Veronica Raimo o cómo sobrevivir a la familia
La escritora italiana publica ‘Nada es verdad’, la novela ganadora del Premio Literario Viareggio-Rèpaci
Puede que en la última novela de Veronica Raimo, a pesar de su primerísima persona narrando la vida, nada sea verdad. O puede que todo lo sea. Pero desde luego no importa: la verosimilitud que gasta la autora es tan hipnótica como para imantar los ojos a su historia. Y ésta es su historia: una niña, Verika, crece en un barrio de Roma bajo el histerismo de su padre, un maníaco de pro; respirando el abatimiento de su madre, alicaída de serie, y a la sombra de su brillantísimo hermano. De ahí sólo podía salir una mujer al borde del delirio o una escritora trocando traumas en páginas, aguzando la memoria para afilar luego la pluma. O ambas cosas.
La selección de retales de Nada es verdad (Libros del Asteroide, 2023) es aparentemente arbitraria. Lo mismo cuenta Veronica que robó de niña dos dibujos para mantener una reputación ficticia de buena pintora, que confiesa su estreñimiento crónico, sin escatimar en escatología. Y todo consigue volverlo interesante porque tira de ese recurso prácticamente infalible que es el sarcasmo, cuando éste encierra genuina melancolía. Cuando de éste se vale para mirar el mundo con la distancia suficiente para sobrevivir.
Y tiene que sobrevivir a mucho. Su abuelo es el único en mirarla libre, aquél que la lleva al campo y le da a comer guindillas, liberándola así de las ataduras que su familia le impone (especialmente su padre que, por miedo patológico a absolutamente todo, la mantiene aislada e inerte, alimentada a base de conservas para eludir la contaminación que le atribuye a cualquier producto fresco tras la explosión del reactor de Chernóbil, a 2.370 kilómetros de Roma).
Las tretas de la vida
Su padre, eso.
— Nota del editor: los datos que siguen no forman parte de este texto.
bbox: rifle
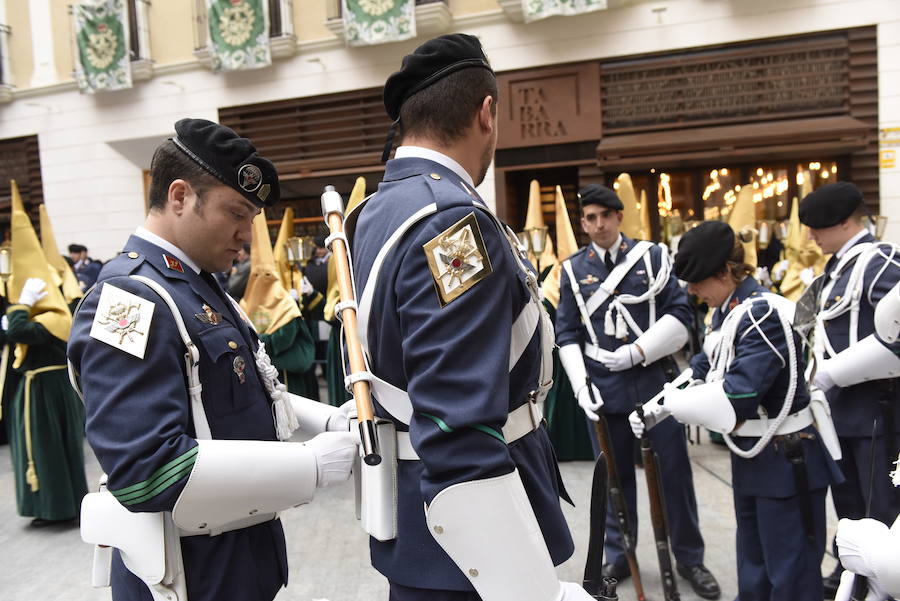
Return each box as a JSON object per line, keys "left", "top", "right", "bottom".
{"left": 321, "top": 186, "right": 380, "bottom": 466}
{"left": 583, "top": 451, "right": 609, "bottom": 598}
{"left": 587, "top": 379, "right": 646, "bottom": 601}
{"left": 636, "top": 400, "right": 680, "bottom": 600}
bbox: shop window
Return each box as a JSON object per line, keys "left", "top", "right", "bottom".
{"left": 609, "top": 160, "right": 840, "bottom": 245}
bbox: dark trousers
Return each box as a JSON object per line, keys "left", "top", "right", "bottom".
{"left": 832, "top": 434, "right": 900, "bottom": 526}
{"left": 389, "top": 581, "right": 480, "bottom": 601}
{"left": 734, "top": 487, "right": 827, "bottom": 601}
{"left": 587, "top": 413, "right": 705, "bottom": 568}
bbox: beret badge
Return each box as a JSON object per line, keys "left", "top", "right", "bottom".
{"left": 238, "top": 164, "right": 263, "bottom": 193}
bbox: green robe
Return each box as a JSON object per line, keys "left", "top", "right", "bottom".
{"left": 6, "top": 308, "right": 88, "bottom": 520}
{"left": 258, "top": 316, "right": 319, "bottom": 399}
{"left": 325, "top": 320, "right": 351, "bottom": 407}
{"left": 543, "top": 301, "right": 594, "bottom": 461}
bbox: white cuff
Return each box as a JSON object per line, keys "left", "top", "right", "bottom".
{"left": 825, "top": 335, "right": 900, "bottom": 387}
{"left": 290, "top": 393, "right": 340, "bottom": 438}
{"left": 875, "top": 281, "right": 900, "bottom": 343}
{"left": 173, "top": 439, "right": 317, "bottom": 536}
{"left": 665, "top": 380, "right": 736, "bottom": 434}
{"left": 634, "top": 314, "right": 689, "bottom": 366}
{"left": 426, "top": 470, "right": 562, "bottom": 601}
{"left": 559, "top": 344, "right": 589, "bottom": 395}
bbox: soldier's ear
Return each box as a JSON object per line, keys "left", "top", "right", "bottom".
{"left": 167, "top": 179, "right": 189, "bottom": 216}
{"left": 477, "top": 95, "right": 495, "bottom": 135}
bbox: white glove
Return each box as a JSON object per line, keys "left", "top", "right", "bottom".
{"left": 836, "top": 518, "right": 890, "bottom": 578}
{"left": 628, "top": 399, "right": 673, "bottom": 438}
{"left": 834, "top": 569, "right": 854, "bottom": 601}
{"left": 772, "top": 259, "right": 789, "bottom": 283}
{"left": 289, "top": 288, "right": 300, "bottom": 301}
{"left": 326, "top": 398, "right": 356, "bottom": 432}
{"left": 17, "top": 277, "right": 47, "bottom": 307}
{"left": 559, "top": 344, "right": 603, "bottom": 421}
{"left": 304, "top": 430, "right": 358, "bottom": 487}
{"left": 814, "top": 366, "right": 836, "bottom": 393}
{"left": 0, "top": 315, "right": 7, "bottom": 331}
{"left": 755, "top": 266, "right": 773, "bottom": 288}
{"left": 597, "top": 344, "right": 642, "bottom": 372}
{"left": 300, "top": 276, "right": 314, "bottom": 296}
{"left": 800, "top": 267, "right": 816, "bottom": 286}
{"left": 576, "top": 382, "right": 603, "bottom": 422}
{"left": 556, "top": 581, "right": 596, "bottom": 600}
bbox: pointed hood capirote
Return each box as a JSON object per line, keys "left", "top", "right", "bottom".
{"left": 239, "top": 213, "right": 301, "bottom": 335}
{"left": 39, "top": 204, "right": 83, "bottom": 304}
{"left": 8, "top": 181, "right": 73, "bottom": 367}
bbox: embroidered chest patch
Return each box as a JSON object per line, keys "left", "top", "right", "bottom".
{"left": 89, "top": 283, "right": 155, "bottom": 359}
{"left": 580, "top": 274, "right": 599, "bottom": 285}
{"left": 423, "top": 212, "right": 493, "bottom": 307}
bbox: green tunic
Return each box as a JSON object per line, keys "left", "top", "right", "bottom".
{"left": 6, "top": 308, "right": 88, "bottom": 520}
{"left": 325, "top": 320, "right": 351, "bottom": 407}
{"left": 543, "top": 301, "right": 594, "bottom": 461}
{"left": 258, "top": 316, "right": 319, "bottom": 399}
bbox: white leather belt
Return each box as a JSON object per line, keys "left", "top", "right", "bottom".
{"left": 396, "top": 401, "right": 544, "bottom": 461}
{"left": 733, "top": 406, "right": 814, "bottom": 438}
{"left": 583, "top": 343, "right": 608, "bottom": 364}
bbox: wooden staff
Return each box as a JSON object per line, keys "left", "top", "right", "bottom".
{"left": 321, "top": 185, "right": 380, "bottom": 466}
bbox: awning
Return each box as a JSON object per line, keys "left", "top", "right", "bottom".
{"left": 596, "top": 115, "right": 870, "bottom": 168}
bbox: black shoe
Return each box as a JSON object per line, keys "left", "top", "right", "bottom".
{"left": 823, "top": 563, "right": 843, "bottom": 600}
{"left": 30, "top": 517, "right": 77, "bottom": 529}
{"left": 600, "top": 563, "right": 630, "bottom": 583}
{"left": 677, "top": 563, "right": 721, "bottom": 600}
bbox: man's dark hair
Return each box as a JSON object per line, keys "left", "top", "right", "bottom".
{"left": 398, "top": 67, "right": 498, "bottom": 146}
{"left": 147, "top": 140, "right": 221, "bottom": 211}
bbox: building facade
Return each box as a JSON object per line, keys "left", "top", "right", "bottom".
{"left": 0, "top": 0, "right": 898, "bottom": 259}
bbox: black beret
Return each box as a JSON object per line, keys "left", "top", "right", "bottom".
{"left": 799, "top": 182, "right": 863, "bottom": 229}
{"left": 674, "top": 221, "right": 735, "bottom": 283}
{"left": 68, "top": 244, "right": 86, "bottom": 253}
{"left": 577, "top": 184, "right": 624, "bottom": 211}
{"left": 314, "top": 235, "right": 326, "bottom": 248}
{"left": 171, "top": 118, "right": 279, "bottom": 208}
{"left": 383, "top": 34, "right": 493, "bottom": 122}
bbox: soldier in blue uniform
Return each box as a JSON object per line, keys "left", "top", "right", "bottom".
{"left": 554, "top": 184, "right": 720, "bottom": 599}
{"left": 347, "top": 34, "right": 591, "bottom": 601}
{"left": 67, "top": 119, "right": 358, "bottom": 601}
{"left": 797, "top": 182, "right": 900, "bottom": 597}
{"left": 631, "top": 221, "right": 842, "bottom": 601}
{"left": 69, "top": 244, "right": 102, "bottom": 291}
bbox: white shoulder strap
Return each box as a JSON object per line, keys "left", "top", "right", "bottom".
{"left": 584, "top": 240, "right": 654, "bottom": 316}
{"left": 129, "top": 275, "right": 210, "bottom": 440}
{"left": 562, "top": 257, "right": 600, "bottom": 347}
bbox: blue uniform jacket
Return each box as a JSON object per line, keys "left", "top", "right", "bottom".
{"left": 68, "top": 235, "right": 288, "bottom": 601}
{"left": 690, "top": 277, "right": 842, "bottom": 498}
{"left": 555, "top": 238, "right": 693, "bottom": 413}
{"left": 350, "top": 157, "right": 574, "bottom": 591}
{"left": 819, "top": 233, "right": 900, "bottom": 438}
{"left": 75, "top": 260, "right": 102, "bottom": 290}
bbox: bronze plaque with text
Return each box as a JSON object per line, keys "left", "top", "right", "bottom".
{"left": 497, "top": 63, "right": 601, "bottom": 150}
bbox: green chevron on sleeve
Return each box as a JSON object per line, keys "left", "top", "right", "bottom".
{"left": 726, "top": 391, "right": 757, "bottom": 400}
{"left": 110, "top": 446, "right": 199, "bottom": 506}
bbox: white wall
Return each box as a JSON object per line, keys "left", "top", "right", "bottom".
{"left": 1, "top": 0, "right": 898, "bottom": 259}
{"left": 878, "top": 16, "right": 900, "bottom": 240}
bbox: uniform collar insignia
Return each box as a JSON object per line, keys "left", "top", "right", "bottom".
{"left": 195, "top": 304, "right": 222, "bottom": 325}
{"left": 163, "top": 254, "right": 184, "bottom": 273}
{"left": 580, "top": 274, "right": 599, "bottom": 285}
{"left": 729, "top": 296, "right": 740, "bottom": 311}
{"left": 588, "top": 250, "right": 596, "bottom": 258}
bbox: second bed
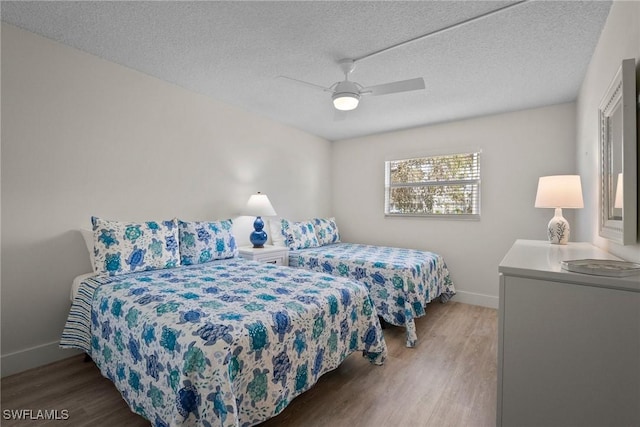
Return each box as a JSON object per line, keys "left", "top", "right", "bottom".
{"left": 288, "top": 242, "right": 456, "bottom": 347}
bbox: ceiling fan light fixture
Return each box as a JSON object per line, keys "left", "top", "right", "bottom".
{"left": 332, "top": 92, "right": 360, "bottom": 111}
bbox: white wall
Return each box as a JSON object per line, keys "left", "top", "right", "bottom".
{"left": 575, "top": 0, "right": 640, "bottom": 262}
{"left": 0, "top": 24, "right": 332, "bottom": 376}
{"left": 332, "top": 103, "right": 577, "bottom": 308}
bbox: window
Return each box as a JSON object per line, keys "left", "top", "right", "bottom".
{"left": 385, "top": 151, "right": 481, "bottom": 218}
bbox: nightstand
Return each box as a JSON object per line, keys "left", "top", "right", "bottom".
{"left": 238, "top": 245, "right": 289, "bottom": 266}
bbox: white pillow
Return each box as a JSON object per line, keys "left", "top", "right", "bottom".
{"left": 79, "top": 228, "right": 97, "bottom": 272}
{"left": 269, "top": 217, "right": 286, "bottom": 247}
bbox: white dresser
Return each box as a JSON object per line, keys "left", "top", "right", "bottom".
{"left": 497, "top": 240, "right": 640, "bottom": 427}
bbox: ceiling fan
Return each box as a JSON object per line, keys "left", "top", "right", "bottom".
{"left": 278, "top": 59, "right": 425, "bottom": 111}
{"left": 277, "top": 1, "right": 530, "bottom": 114}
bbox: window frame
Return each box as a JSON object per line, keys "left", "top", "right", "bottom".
{"left": 384, "top": 151, "right": 482, "bottom": 219}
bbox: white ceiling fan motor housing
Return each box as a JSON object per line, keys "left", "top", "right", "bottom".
{"left": 332, "top": 80, "right": 360, "bottom": 111}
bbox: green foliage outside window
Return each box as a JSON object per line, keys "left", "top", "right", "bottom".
{"left": 385, "top": 152, "right": 480, "bottom": 217}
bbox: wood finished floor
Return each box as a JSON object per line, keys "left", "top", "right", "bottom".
{"left": 1, "top": 301, "right": 497, "bottom": 427}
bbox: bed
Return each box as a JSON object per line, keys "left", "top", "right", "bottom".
{"left": 288, "top": 243, "right": 455, "bottom": 347}
{"left": 271, "top": 216, "right": 455, "bottom": 348}
{"left": 61, "top": 219, "right": 387, "bottom": 427}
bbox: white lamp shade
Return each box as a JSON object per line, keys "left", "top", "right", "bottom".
{"left": 534, "top": 175, "right": 584, "bottom": 209}
{"left": 245, "top": 193, "right": 277, "bottom": 217}
{"left": 614, "top": 173, "right": 623, "bottom": 209}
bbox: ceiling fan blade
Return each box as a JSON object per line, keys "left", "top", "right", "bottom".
{"left": 276, "top": 75, "right": 332, "bottom": 92}
{"left": 363, "top": 77, "right": 425, "bottom": 96}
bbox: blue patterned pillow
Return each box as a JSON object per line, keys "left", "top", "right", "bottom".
{"left": 178, "top": 219, "right": 238, "bottom": 265}
{"left": 281, "top": 219, "right": 320, "bottom": 250}
{"left": 313, "top": 217, "right": 341, "bottom": 246}
{"left": 91, "top": 217, "right": 180, "bottom": 276}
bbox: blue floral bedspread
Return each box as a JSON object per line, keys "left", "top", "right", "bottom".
{"left": 61, "top": 258, "right": 387, "bottom": 426}
{"left": 288, "top": 243, "right": 456, "bottom": 347}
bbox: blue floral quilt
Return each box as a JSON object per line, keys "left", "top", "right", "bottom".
{"left": 288, "top": 243, "right": 456, "bottom": 347}
{"left": 61, "top": 258, "right": 387, "bottom": 426}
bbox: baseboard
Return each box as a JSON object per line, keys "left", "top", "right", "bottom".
{"left": 450, "top": 290, "right": 498, "bottom": 309}
{"left": 1, "top": 341, "right": 82, "bottom": 378}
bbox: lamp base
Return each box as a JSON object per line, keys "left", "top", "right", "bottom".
{"left": 250, "top": 216, "right": 268, "bottom": 248}
{"left": 547, "top": 208, "right": 570, "bottom": 245}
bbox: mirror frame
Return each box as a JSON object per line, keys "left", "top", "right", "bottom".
{"left": 598, "top": 58, "right": 637, "bottom": 245}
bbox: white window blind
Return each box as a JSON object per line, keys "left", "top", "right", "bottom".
{"left": 385, "top": 152, "right": 481, "bottom": 218}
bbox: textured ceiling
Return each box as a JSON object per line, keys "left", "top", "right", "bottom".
{"left": 1, "top": 1, "right": 611, "bottom": 141}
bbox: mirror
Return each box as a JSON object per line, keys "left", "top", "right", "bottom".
{"left": 599, "top": 58, "right": 637, "bottom": 245}
{"left": 606, "top": 104, "right": 623, "bottom": 221}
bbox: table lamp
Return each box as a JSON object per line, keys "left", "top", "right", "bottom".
{"left": 534, "top": 175, "right": 584, "bottom": 245}
{"left": 245, "top": 192, "right": 277, "bottom": 248}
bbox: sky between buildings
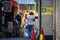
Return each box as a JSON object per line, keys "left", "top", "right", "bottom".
{"left": 15, "top": 0, "right": 36, "bottom": 4}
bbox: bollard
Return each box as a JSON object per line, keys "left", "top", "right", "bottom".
{"left": 39, "top": 27, "right": 44, "bottom": 40}
{"left": 31, "top": 27, "right": 36, "bottom": 40}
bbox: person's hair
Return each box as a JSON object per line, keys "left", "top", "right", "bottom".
{"left": 29, "top": 12, "right": 34, "bottom": 15}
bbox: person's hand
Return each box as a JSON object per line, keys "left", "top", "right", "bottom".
{"left": 20, "top": 25, "right": 22, "bottom": 28}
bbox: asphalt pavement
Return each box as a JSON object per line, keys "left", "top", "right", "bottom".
{"left": 0, "top": 37, "right": 30, "bottom": 40}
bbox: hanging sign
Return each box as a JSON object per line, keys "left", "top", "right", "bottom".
{"left": 3, "top": 1, "right": 12, "bottom": 12}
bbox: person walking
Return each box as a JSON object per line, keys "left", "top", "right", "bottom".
{"left": 14, "top": 12, "right": 22, "bottom": 37}
{"left": 26, "top": 12, "right": 35, "bottom": 38}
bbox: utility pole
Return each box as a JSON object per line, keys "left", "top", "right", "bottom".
{"left": 38, "top": 0, "right": 41, "bottom": 39}
{"left": 38, "top": 0, "right": 41, "bottom": 29}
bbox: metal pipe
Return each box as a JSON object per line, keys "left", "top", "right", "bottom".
{"left": 38, "top": 0, "right": 41, "bottom": 30}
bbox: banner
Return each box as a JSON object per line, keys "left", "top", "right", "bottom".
{"left": 41, "top": 7, "right": 53, "bottom": 16}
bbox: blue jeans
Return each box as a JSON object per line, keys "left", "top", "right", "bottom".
{"left": 27, "top": 25, "right": 34, "bottom": 38}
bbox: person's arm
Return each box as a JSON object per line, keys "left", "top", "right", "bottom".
{"left": 33, "top": 16, "right": 35, "bottom": 21}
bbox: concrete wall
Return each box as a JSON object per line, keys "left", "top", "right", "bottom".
{"left": 42, "top": 16, "right": 53, "bottom": 35}
{"left": 42, "top": 0, "right": 53, "bottom": 7}
{"left": 14, "top": 8, "right": 18, "bottom": 20}
{"left": 42, "top": 0, "right": 53, "bottom": 35}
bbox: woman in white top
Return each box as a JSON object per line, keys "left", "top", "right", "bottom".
{"left": 26, "top": 12, "right": 35, "bottom": 38}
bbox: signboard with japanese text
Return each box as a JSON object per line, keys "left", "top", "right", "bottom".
{"left": 41, "top": 7, "right": 53, "bottom": 16}
{"left": 3, "top": 1, "right": 12, "bottom": 12}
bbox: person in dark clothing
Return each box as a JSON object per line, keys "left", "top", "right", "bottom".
{"left": 13, "top": 13, "right": 22, "bottom": 37}
{"left": 15, "top": 13, "right": 22, "bottom": 26}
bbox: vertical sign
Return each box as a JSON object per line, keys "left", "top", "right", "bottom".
{"left": 3, "top": 1, "right": 12, "bottom": 12}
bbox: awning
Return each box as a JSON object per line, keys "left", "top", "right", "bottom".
{"left": 10, "top": 0, "right": 19, "bottom": 8}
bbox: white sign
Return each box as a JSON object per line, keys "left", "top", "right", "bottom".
{"left": 7, "top": 22, "right": 13, "bottom": 33}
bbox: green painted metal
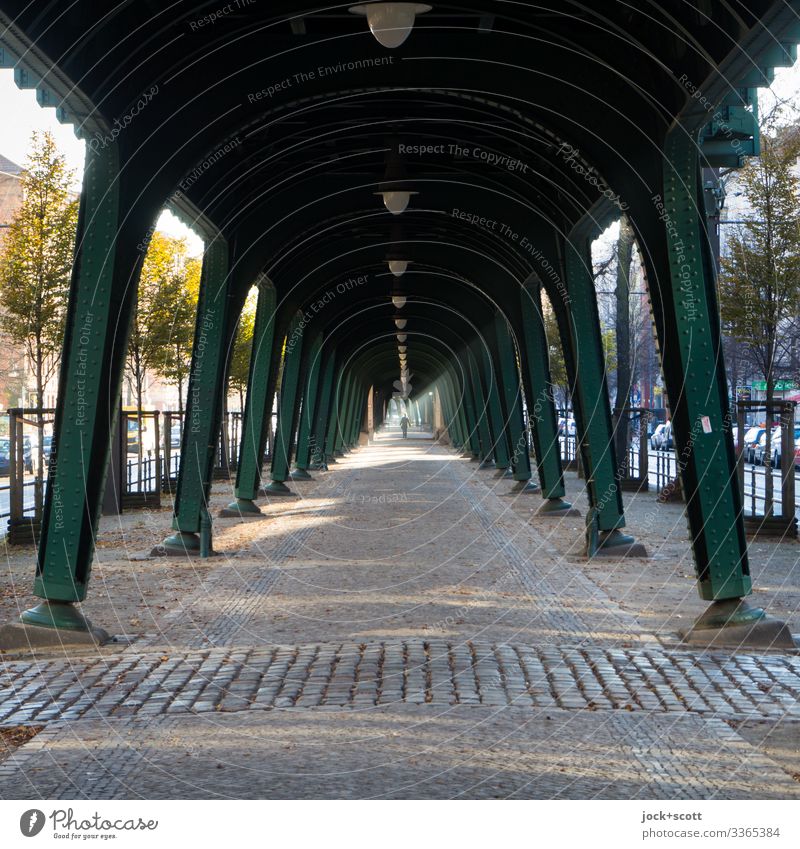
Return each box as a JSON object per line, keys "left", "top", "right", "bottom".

Su madre, no cree especialmente en ella ni le da las alas que necesita una hija recibir de su progenitora. Eso sí, la persigue velando su integridad con más afán que un agente de la Gestapo, arruinando cualquier lance amoroso o sexual. Su abuela le hace notar (por si no se había dado cuenta) que su pecho es muy pequeño. Su hermano la trata con una condescendencia un puntito aviesa. Pero contra ninguno de ellos arremete la autora, demostrando una deportividad innata, como la de aquel que sabe que las tretas de la vida son necesarias para crecer, y las acepta como las piedras que hacen posible el pavimento.
Es sagaz Veronica, e introspectiva, entre o no en las cavidades de su propia mente. Es capaz de darse cuenta hasta del anagrama que esconde su nombre y que habla de ella: invocare amori es lo que dice que hace, invocar el amor pero no vivirlo a fondo. Y logra otra cosa, de paso. Mientras se la lee, uno piensa indefectiblemente en tres mil pasajes de la propia vida. Desde su mirada viaja el lector a los episodios infantiles que le hicieron de cimiento de la personalidad. Y quiere más, porque todas las páginas son hojas de un mismo espejo.
A ella, a la responsable de esta novela ganadora del Premio Literario Viareggio-Rèpaci, el tedio de una infancia esterilizada la empujó a la literatura. Leer como salida, como acción pasiva, pero acción al cabo. Y ha tenido que leer mucho para terminar escribiendo así. Insomne perdida, estreñida y dueña de un mal genio ancestral heredado de su padre, abuelo y bisabuelo, la autora o su alter ego se proclama aquí una antiheroína completa. Sólo se deja en buen lugar involutariamente, pues su escritura brilla ajena al contenido de su narración y a las piedras que tira en sesión continua contra su tejado.